Ele levantou naquela manhã sentindo que as coisas não estavam bem. Diferente dos outros dias, quando ele apenas pensava que não iam bem. Um homem como ele, cumpridor das suas obrigações religiosas, sabe que sentir é um coisa muito séria, é como dar uma olhadela por trás das cortinas do mundo.
A cabeça latejava, seu coração parecia ter mudado para a cabeça, e seu corpo manifestava uma estranha rebeldia, ele tinha que se esforçar para sair da cama. Tomou um analgésico e foi para o sofá ver as notícias do dia pela tv.

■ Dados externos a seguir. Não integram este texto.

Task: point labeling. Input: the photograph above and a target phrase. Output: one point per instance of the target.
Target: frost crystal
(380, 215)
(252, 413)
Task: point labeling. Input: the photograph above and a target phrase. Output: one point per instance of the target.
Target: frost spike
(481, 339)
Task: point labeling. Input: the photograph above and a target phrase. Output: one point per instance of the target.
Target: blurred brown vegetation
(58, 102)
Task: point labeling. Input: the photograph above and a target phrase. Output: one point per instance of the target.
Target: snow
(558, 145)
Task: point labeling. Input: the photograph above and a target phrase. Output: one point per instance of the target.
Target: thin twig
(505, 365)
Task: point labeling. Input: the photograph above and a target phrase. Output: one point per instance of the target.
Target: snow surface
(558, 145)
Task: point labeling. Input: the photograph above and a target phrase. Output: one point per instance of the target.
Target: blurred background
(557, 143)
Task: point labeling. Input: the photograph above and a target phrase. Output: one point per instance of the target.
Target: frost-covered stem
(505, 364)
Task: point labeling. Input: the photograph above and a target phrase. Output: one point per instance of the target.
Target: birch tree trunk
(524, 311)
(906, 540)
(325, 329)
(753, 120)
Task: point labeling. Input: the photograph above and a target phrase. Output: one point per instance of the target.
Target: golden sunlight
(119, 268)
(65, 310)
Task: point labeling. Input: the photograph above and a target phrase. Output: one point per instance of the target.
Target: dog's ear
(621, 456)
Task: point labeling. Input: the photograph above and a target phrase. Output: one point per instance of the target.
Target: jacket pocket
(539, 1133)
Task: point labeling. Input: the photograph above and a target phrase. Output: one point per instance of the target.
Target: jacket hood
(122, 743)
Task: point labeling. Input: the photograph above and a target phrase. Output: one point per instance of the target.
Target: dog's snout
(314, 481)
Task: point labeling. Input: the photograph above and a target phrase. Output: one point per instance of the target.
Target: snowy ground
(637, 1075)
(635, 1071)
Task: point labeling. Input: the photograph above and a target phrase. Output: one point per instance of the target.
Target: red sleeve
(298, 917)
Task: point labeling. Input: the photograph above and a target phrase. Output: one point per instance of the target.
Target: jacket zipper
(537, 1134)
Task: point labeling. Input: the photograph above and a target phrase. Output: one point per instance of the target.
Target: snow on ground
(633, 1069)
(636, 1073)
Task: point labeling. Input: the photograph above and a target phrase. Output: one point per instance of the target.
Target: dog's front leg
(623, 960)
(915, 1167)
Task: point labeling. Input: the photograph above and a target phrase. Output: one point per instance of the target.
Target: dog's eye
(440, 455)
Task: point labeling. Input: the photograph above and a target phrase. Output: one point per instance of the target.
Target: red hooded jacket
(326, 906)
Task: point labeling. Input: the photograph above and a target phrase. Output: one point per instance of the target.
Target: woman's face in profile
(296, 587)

A imagem parecia distante e havia uma estranha distorção no ar, como se ele estivesse vendo a chuva escorrendo por uma vidraça. Fechou os olhos e continuou vendo a distorção. Tudo parecia distante.
Foi ao mercado.A mesma distância de tudo, a distorção tinha diminuído. A esposa falava enquanto ia cheirando um amaciante. Devia ser bom. Sei lá se é bom! Será que todas as mulheres ficam cheirando os produtos de limpeza no supermercado?
Ele pescou no ar uma ordem para ir pegar uma caixa de leite. Quando deu por si, estava no fundo do mercado, longe da esposa e do leite. Ele não se lembrava de ter andado até ali, é como se o último minuto tivesse sido apagado da sua mente. Ele lembrou do leite.
Era desnatado ou semi-desnatado? Escolheu uma caixa. Então lembrou que precisava de pão. Andou alguns metros até a prateleira.
Ficou na dúvida entre duas embalagens, pesavam quase a mesma coisa, mas os tamanhos eram diferentes. Fez alguns cálculos mentais e escolheu aquela que parecia ter mais pelo menor preço. Então lembrou do carrinho. Voltou alguns metros. Havia vários carrinhos cheios no corredor e ele não sabia qual era o seu. Começou a suar, alguém teria levado o seu carrinho? Por que? O que diria a esposa se tivessem que fazer a compra toda de novo? Ele não suportaria passar por tudo novamente.
Ficou dando voltas em busca das compras perdidas, o pão numa das mãos. Aquilo não estava adiantando. Parou e tentou se concentrar, lembrar quais tinham sido seus últimos passos. Lembrou que tinha pego dois potes de uma margarina barata para usar nos misteres da cozinha. Começou a inspecionar os carrinhos do corredor, uma mulher fez cara feia, ele engoliu o ar numas desculpas envergonhadas. Então viu os dois potes de margarina num carrinho que estava bem próximo dele. Passara ali diversas vezes e não vira aquele carrinho. O que estava acontecendo?
Encontrou a esposa, sem uma desculpa pela demora...estava estranho aquele dia, muito estranho. Estranho demais para um dia normal, estranho demais para um cara que apenas fizera quarenta anos.
Estranho demais para ser apenas um dia em que ele escreveria essa história como se fosse um conto, na terceira pessoa, sem sentido algum. O tipo de texto em que ao chegar na última linha as pessoas perguntam se havia algum sentido naquela história, se era verdadeira ou apenas imaginação do autor. Estranho, muito estranho.